When the elastin peptide obtained as described above is used as a solution, the solution is adjusted to a pH suitable for a desired application, and desalting is performed if necessary. Desalting can be performed by any method such as an ultrafiltration method or an ion exchange method.
Moreover, when an insoluble matter exists, it can remove using arbitrary methods, such as filtration, centrifugation, and a decantation. In the case of removal by filtration, adsorbents and filter aids such as activated carbon, bentonite, and celite are used to remove impurities (coloring components other than elastin peptides) other than insoluble substances contained in the solution, if necessary. May be added. In particular, when used as a solution, it is preferable to perform sterilization filtration with a membrane filter or the like.
The elastin peptide thus obtained may be used as a solution as it is, or may be used in the form of a powder obtained by further performing spray drying or freeze drying after concentration.

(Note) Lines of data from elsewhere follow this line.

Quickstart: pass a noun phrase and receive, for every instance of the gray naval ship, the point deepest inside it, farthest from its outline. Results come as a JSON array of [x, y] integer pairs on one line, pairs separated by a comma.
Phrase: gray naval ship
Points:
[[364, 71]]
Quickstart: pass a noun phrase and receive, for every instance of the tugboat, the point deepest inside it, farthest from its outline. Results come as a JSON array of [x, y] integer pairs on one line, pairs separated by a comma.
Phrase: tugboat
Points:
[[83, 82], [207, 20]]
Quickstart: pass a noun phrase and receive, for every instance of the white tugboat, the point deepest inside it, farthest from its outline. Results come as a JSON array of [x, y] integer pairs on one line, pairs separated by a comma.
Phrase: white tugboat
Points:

  Among the elastin peptides obtained as described above, the proportion occupied by those having a molecular weight of 1000 or less is 70% or more, preferably 75% or more, more preferably 80% or more. The tendon and ligament function improving agent having the above-mentioned conditions each show high activity and are excellent in absorption characteristics at the time of administration. The molecular weight of the elastin peptide and its abundance ratio (weight ratio) can be determined using any known method such as size exclusion chromatography (gel filtration chromatography), mass spectrometry and the like. If the proportion of the elastin peptide having a molecular weight of 1000 or less is less than 70%, problems such as a decrease in absorption efficiency or expression of mutagenicity may occur.

  The elastin peptide thus obtained has an action of promoting proliferation of tendon cells and ligament cells. Thereby, it is considered effective for promoting recovery of ligament damage, preventing locomotive syndrome such as knee arthropathy, ligament damage caused by sports, etc., and strengthening functions of ligaments such as elderly people, athletes and racehorses.

Elastin peptide has the activity of promoting the expression of elastin mRNA, type I collagen mRNA, type III collagen mRNA and tenomodulin mRNA in tendon cells and ligament cells. Elastin, type I collagen, and type III collagen are the main constituents of the ligament, and their production is promoted, whereby effects such as enhancement of ligament function and promotion of recovery of damage to the ligament can be obtained. Tenomodulin is a 317 amino acid glycoprotein expressed in ligaments, tendons and the like, and contains a cysteine-rich functional domain having homology with chondromodulin-I. The 16 kD C-terminal domain of tenomodulin cleaved by proteolysis is known to exhibit tendon cell proliferation activity, and tenomodulin is thought to play some role in strengthening the functions of ligaments and tendons. Therefore, it seems that promoting the production of tenomodulin also plays an advantageous role in enhancing the function of the ligament.

  The elastin peptide has an activity of inhibiting alkaline phosphatase in tendon cells and ligament cells and / or suppressing expression of alkaline phosphatase in tendon cells and ligament cells. Alkaline phosphatase is an enzyme required for bone formation, but it has been reported that expression of alkaline phosphatase from ligament cells increases with aging and the like, and tendon cells and ligament cells differentiate like osteoblasts. Since such an increase in alkaline phosphatase activity is thought to lead to ligament stiffening with aging, inhibition of alkaline phosphatase activity and suppression of alkaline phosphatase expression in tendon cells and ligament cells are associated with reduced ligament function. Useful for prevention.

  The elastin peptide is fractionated using a known method such as column chromatography, and each activity is assayed for each fraction, whereby a fraction having one or more of the above-mentioned activities is singly or arbitrarily selected. Two or more fractions may be used in combination, or the mixture may be used as it is without separation and purification of the elastin peptide.

The elastin peptide can be used as a pharmaceutical composition for improving tendon and ligament function having an action of promoting the proliferation of tendon cells and ligament cells by mixing with any carrier or the like that is usually used for pharmaceutical use. Examples of the dosage form of the pharmaceutical composition for humans or animals include oral, rectal, parenteral (for example, intravenous administration, intramuscular administration, subcutaneous administration, etc.), and the dosage is the formulation of the pharmaceutical composition. However, in the case of humans, the active ingredient generally contained in the formulation is difficult to determine and to be determined uniquely depending on the administration method, purpose of use, and age, weight, and symptoms of the subject to be applied. The amount is about 0.1 to 1000 mg, preferably about 0.5 to 500 mg, more preferably about 1 mg to 100 mg per day per adult, and this is administered in 1 to several divided doses. Of course, since the dosage varies depending on various conditions, an amount smaller than the above dosage may be sufficient or may be necessary beyond the range.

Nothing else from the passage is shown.